The court’s reasoning was clear and direct. A quasi-judicial authority — the Assessing Officer — exercises statutory power that directly affects a citizen’s fundamental rights, including the right to property and the right to carry on business. When that authority cites fabricated legal precedents as the basis for its decision, it acts without legal authority. There is no ‘honest mistake’ exception. There is no ‘good faith AI use’ defence. The absence of real legal authority renders the order a nullity.
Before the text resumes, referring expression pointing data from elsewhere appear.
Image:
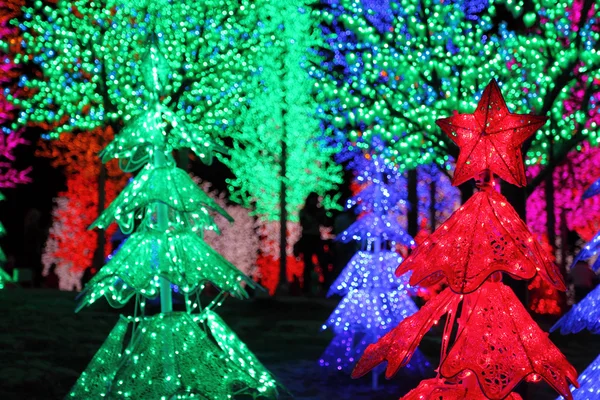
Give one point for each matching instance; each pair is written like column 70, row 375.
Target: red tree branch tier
column 495, row 344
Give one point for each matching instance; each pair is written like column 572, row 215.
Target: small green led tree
column 88, row 53
column 276, row 157
column 171, row 355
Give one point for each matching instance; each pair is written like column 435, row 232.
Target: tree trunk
column 98, row 259
column 283, row 286
column 413, row 201
column 550, row 216
column 432, row 191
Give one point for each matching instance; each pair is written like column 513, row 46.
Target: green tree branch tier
column 173, row 340
column 168, row 185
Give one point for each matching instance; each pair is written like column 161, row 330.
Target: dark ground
column 44, row 346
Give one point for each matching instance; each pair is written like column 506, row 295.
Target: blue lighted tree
column 586, row 315
column 375, row 300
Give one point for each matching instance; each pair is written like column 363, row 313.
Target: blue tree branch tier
column 590, row 250
column 583, row 315
column 375, row 299
column 371, row 226
column 589, row 383
column 359, row 274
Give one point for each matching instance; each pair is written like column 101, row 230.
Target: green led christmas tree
column 88, row 55
column 170, row 355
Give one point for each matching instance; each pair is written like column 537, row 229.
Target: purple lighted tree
column 586, row 315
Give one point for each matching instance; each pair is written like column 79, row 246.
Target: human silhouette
column 312, row 216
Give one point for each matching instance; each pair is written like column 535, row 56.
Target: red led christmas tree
column 495, row 344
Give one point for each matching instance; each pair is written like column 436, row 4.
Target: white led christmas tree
column 375, row 300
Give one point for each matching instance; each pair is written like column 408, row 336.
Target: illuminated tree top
column 90, row 53
column 281, row 112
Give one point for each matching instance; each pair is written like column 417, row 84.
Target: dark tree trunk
column 98, row 259
column 550, row 216
column 432, row 204
column 283, row 220
column 413, row 201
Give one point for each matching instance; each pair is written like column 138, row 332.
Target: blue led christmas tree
column 375, row 300
column 586, row 315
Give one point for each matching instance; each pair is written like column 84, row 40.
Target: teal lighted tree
column 277, row 140
column 88, row 54
column 186, row 354
column 394, row 67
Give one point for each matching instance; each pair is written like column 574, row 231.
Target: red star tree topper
column 497, row 344
column 490, row 138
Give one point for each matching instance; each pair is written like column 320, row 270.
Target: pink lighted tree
column 9, row 140
column 9, row 73
column 571, row 178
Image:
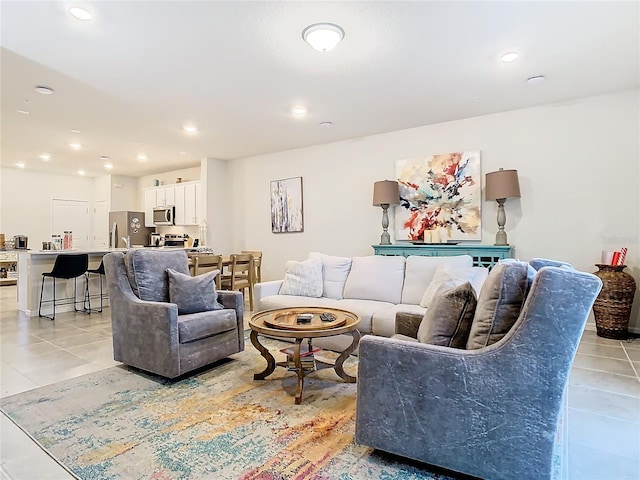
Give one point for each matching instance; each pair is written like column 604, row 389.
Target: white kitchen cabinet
column 191, row 191
column 149, row 205
column 179, row 204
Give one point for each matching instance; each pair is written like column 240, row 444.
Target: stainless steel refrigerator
column 128, row 227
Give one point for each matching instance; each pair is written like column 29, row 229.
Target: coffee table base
column 301, row 370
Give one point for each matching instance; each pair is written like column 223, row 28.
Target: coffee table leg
column 344, row 355
column 299, row 371
column 271, row 362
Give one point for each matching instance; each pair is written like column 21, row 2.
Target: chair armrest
column 408, row 323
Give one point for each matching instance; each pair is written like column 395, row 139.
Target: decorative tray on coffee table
column 294, row 319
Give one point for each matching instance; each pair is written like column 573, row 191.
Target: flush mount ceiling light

The court quashed the assessment in its entirety and remitted the matter for fresh adjudication — instructing the AO to comply with the principles of natural justice and to base any fresh assessment on actual, verifiable legal authority. The subtext was unmistakeable: use AI at your peril; verify everything.
The Broader Income Tax System Risk
India’s income tax system processes tens of millions of assessments annually. The Central Board of Direct Taxes (CBDT) has been actively encouraging the use of technology by AOs. If AOs across the country are using AI tools to assist in drafting assessment orders — and incorporating AI-generated citations without verification — the scale of potential illegality is staggering.
Every assessment order that cites a non-existent judgment is potentially void. Every taxpayer who has paid tax pursuant to such an order may have a claim for refund. And every AO who has signed such an order may have created personal exposure.
The KMG Wires judgment is therefore not just significant for the company — it is a warning shot across the entire income tax administration. The CBDT would be well-advised to issue an immediate circular prohibiting the use of AI-generated citations in assessment orders unless independently verified, and mandating that AOs document their citation verification process.
Comparison with Global AI Hallucination Cases in Tax
While AI hallucination cases in legal proceedings have been documented globally, cases specifically in tax administration are rarer. The US Internal Revenue Service (IRS) has been cautious about AI adoption in formal proceedings. The UK’s HMRC has piloted AI for compliance but has not reported documented hallucination incidents in formal assessments.
India’s case is notable precisely because it has produced a clear, published judicial ruling: that AI-hallucinated citations in a tax assessment void the assessment. This gives Indian taxpayers a powerful tool to challenge assessments where AI use is suspected — and gives Indian courts a clear precedent to follow in future cases.
What to Watch For
The Income Tax Department’s response to this judgment will be telling. If the department issues guidance requiring AOs to verify citations before incorporation into orders, it would signal institutional acknowledgment of the AI risk. If no guidance follows, advocates and taxpayers should treat every assessment order as a potential candidate for the ‘citation check’ — a quick verification that takes minutes but can save a multi-crore dispute.
The ITAT is also likely to be confronted with this issue — indeed, the Buckeye Trust ITAT judgment (30 December 2024) appears to have involved the Tribunal itself using AI-generated content, with the order subsequently being withdrawn. The institutional consequences of AI misuse are spreading upward through the appellate hierarchy.